Shows that are guilty of this range from the comedy-drama series “Jane the Virgin,” in which “psychotic” is thrown around as an insult very frequently, to the comic book film adaptation “The Dark Knight,” where Gotham’s District Attorney Harvey Dent asks if his girlfriend has “any psychotic ex-boyfriends I should know about?”
Of course, this isn’t the only time that “psychotic” is used as a casual insult in films. In the movie “Suicide Squad,” a crew of dangerous criminals is scathingly referred to as “psychotic, anti-social freaks.” In “Batman Vs. Superman,” Lois Lane tells villain Lex Luthor, “you’re psychotic,” after he reveals his plan to murder Superman. And in “The Dark Knight Rises,” Batman says to of one of the Joker’s accomplices, “He’s a paranoid schizophrenic…What could you expect to learn from someone like him?”
It’s important to remember that when we’re using people’s mental health conditions as insults, there are very real consequences to the people living with these conditions. Connecting mental illness and violence can not only contribute to stigma, but it can also lead to fewer people seeking the treatment they need.
We already exist in a world entrenched in discrimination against mental illness, and that discrimination can severely impact people's quality of life in many different ways. To add to that discrimination through thoughtless and inaccurate representations is unkind and very dangerous.

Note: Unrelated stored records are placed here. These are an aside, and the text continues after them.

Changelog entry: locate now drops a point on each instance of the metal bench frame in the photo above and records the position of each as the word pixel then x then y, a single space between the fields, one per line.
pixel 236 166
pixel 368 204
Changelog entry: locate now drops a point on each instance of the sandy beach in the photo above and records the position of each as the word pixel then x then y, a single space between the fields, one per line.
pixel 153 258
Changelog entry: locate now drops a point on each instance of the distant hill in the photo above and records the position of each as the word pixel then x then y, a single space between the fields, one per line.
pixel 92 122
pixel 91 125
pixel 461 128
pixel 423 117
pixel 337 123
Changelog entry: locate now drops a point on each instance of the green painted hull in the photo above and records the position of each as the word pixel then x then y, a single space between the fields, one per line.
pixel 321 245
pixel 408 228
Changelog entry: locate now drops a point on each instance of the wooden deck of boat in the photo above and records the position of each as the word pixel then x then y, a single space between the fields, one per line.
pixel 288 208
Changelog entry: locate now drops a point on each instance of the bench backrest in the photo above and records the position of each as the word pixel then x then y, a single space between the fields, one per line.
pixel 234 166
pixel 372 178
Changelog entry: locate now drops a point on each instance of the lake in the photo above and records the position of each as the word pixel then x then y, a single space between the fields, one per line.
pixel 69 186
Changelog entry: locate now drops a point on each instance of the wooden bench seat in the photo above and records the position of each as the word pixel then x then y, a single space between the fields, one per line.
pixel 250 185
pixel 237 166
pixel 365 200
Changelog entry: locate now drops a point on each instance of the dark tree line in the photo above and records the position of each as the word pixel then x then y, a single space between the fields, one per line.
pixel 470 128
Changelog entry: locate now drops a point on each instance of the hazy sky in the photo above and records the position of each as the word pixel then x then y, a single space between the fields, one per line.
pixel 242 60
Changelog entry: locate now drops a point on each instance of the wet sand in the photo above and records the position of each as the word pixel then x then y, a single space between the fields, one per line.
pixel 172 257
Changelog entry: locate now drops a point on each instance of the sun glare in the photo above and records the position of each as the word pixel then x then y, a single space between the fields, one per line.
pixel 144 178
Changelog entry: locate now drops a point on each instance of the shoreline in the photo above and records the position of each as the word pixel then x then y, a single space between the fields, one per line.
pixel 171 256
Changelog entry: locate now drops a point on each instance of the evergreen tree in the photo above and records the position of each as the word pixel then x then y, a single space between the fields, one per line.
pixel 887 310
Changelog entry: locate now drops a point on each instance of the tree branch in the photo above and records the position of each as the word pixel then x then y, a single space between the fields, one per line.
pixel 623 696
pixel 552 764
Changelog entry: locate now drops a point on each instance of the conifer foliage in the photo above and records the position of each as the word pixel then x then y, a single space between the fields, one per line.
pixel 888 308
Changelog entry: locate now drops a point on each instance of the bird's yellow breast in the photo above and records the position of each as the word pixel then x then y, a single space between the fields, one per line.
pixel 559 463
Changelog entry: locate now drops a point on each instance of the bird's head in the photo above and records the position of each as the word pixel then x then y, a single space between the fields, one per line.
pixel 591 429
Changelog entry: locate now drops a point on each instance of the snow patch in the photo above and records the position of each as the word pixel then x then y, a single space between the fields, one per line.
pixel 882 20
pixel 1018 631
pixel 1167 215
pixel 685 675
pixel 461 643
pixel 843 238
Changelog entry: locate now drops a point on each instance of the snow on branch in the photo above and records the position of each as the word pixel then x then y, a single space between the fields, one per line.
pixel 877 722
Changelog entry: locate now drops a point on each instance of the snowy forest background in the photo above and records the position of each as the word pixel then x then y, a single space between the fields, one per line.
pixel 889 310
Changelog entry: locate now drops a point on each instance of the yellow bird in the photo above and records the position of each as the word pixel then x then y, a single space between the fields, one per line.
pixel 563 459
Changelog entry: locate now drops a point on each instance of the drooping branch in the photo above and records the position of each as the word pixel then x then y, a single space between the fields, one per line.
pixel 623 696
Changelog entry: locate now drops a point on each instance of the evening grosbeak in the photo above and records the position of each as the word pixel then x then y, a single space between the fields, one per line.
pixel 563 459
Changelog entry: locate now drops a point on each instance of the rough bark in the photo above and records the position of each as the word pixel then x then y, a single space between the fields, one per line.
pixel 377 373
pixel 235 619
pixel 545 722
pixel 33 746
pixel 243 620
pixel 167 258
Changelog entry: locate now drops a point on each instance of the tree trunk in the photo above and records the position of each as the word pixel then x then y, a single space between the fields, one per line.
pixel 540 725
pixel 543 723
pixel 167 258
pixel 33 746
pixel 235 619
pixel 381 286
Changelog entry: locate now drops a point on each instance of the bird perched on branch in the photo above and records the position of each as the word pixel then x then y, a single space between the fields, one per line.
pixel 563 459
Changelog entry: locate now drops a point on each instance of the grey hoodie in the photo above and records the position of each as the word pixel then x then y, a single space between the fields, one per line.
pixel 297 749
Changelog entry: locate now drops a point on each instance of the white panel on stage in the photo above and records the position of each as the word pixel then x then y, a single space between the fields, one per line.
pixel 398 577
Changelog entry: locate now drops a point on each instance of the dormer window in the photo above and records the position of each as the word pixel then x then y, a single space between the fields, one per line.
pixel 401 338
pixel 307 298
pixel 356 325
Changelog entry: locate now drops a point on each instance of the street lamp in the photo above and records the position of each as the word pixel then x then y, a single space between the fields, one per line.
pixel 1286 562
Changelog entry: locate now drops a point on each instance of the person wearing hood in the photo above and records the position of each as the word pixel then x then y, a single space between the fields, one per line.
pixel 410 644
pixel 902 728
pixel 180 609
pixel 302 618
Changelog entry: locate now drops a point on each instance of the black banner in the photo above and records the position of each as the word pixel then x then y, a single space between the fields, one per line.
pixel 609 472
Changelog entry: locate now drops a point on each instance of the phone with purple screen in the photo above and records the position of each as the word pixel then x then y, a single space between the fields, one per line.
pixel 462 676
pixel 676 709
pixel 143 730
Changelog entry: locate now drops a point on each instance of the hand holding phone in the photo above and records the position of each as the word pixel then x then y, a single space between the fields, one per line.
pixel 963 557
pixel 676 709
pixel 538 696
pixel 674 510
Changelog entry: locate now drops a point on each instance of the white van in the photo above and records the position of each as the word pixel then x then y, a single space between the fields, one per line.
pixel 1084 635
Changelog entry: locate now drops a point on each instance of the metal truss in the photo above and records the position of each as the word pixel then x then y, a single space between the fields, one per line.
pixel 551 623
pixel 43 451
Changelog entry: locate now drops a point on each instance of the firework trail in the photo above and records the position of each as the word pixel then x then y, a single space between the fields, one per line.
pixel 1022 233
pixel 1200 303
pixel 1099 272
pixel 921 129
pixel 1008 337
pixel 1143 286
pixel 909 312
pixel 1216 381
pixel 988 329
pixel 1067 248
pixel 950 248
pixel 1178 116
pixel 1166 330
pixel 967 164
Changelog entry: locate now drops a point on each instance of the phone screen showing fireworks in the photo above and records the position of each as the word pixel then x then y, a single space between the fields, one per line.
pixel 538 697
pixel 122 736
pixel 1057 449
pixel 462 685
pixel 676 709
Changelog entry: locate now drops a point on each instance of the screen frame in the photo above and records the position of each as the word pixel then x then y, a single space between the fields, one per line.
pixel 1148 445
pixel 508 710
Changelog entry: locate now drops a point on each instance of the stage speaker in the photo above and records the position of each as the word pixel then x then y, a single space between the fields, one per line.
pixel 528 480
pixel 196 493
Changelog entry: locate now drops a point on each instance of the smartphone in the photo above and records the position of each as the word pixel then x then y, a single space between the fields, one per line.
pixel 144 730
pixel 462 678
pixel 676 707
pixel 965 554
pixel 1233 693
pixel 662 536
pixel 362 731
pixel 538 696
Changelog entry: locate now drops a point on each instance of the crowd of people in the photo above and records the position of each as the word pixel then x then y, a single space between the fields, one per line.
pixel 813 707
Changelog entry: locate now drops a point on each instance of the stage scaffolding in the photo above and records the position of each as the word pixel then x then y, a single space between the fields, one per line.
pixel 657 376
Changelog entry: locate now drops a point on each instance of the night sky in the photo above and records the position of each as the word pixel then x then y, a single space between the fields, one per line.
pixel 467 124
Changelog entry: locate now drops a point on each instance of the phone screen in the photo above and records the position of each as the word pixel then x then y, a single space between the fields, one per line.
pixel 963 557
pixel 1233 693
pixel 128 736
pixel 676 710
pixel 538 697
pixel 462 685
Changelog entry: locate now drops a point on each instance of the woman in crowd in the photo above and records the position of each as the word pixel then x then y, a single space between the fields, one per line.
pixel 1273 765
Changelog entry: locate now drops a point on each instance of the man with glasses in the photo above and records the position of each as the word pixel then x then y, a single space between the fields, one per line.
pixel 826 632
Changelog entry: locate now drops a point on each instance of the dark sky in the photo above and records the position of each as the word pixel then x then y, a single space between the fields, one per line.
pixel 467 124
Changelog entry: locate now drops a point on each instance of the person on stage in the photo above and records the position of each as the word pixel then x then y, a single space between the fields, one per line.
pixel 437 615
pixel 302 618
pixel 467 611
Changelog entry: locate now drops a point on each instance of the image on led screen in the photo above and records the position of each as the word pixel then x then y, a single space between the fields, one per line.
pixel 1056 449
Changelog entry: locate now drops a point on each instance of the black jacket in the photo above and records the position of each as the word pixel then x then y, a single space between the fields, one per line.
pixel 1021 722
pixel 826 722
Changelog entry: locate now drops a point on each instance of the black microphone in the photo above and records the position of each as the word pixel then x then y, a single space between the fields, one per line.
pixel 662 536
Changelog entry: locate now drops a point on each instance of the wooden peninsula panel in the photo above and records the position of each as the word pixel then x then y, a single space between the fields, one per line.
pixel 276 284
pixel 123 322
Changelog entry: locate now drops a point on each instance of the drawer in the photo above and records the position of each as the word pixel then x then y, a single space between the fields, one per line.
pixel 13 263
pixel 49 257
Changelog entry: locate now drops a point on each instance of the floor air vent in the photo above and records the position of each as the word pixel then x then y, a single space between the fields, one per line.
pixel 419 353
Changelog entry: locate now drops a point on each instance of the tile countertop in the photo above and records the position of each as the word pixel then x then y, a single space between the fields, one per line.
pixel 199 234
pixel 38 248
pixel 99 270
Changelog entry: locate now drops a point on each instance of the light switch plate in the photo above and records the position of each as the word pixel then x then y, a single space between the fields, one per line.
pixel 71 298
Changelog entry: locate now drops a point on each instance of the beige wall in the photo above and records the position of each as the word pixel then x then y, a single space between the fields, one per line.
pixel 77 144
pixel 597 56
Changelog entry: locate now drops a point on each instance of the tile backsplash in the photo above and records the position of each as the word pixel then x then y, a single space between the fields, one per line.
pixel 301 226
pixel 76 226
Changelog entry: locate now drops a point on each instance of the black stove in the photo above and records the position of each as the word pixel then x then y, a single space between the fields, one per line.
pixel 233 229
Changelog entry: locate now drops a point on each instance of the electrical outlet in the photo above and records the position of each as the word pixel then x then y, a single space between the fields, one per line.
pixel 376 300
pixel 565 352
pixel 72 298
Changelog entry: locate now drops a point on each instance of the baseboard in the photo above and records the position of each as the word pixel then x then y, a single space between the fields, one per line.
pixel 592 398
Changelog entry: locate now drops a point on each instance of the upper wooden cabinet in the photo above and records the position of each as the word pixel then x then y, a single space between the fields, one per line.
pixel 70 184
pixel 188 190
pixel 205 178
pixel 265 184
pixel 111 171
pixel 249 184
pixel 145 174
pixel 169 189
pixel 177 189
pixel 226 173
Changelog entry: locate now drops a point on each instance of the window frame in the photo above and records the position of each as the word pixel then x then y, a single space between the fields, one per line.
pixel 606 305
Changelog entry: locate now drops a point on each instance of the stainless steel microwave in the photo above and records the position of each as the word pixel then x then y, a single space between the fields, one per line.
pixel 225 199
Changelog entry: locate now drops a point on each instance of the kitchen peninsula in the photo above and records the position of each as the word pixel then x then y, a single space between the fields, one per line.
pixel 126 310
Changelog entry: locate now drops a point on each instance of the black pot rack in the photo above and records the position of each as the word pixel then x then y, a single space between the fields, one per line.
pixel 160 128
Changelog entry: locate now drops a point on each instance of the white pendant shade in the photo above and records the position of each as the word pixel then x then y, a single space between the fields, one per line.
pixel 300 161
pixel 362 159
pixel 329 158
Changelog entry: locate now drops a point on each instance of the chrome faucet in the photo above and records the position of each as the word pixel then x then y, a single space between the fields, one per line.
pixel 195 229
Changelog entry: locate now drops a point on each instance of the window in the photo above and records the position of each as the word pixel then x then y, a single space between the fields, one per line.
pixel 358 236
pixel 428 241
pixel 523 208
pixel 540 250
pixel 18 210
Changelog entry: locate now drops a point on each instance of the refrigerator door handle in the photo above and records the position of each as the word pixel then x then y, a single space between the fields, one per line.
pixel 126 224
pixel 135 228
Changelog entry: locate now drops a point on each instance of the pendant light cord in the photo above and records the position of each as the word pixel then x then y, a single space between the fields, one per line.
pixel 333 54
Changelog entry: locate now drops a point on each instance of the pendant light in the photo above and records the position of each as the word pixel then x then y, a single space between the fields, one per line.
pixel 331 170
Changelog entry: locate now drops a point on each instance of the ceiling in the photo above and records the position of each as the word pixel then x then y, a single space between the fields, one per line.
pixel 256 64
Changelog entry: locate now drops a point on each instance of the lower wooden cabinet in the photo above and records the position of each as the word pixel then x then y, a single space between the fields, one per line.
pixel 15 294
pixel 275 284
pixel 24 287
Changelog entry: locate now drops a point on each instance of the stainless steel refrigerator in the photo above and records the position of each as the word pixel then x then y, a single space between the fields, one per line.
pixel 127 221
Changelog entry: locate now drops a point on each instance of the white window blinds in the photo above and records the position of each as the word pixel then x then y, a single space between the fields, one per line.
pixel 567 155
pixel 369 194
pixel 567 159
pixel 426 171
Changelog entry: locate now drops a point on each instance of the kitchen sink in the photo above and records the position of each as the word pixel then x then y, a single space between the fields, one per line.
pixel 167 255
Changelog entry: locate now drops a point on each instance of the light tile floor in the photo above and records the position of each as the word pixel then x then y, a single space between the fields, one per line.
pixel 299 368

There are many ways to tell a compelling story; using an inaccurate portrayal of mental illness as a horror element or as an explanation for violence in a character should not be one of them.
I hope one day soon we see measures that enforce responsible portrayals of mental illness in Hollywood and begin to undo some of the damage that films like these cause.
Regulating representation of mental illness in the film industry is an integral part of the mental health movement’s efforts to eliminate stigma. We cannot keep allowing entertainment to have this level of impact on people’s lives. No matter the profits, the cost is just too high.
Candice Alaska is a mental health advocate with borderline personality disorder. She is the founder of www.notokaytt.org, a social media-based platform dedicated to de-stigmatizing mental illness in Trinidad and Tobago by amplifying the knowledge of mental health professionals and the voices of people with lived experience.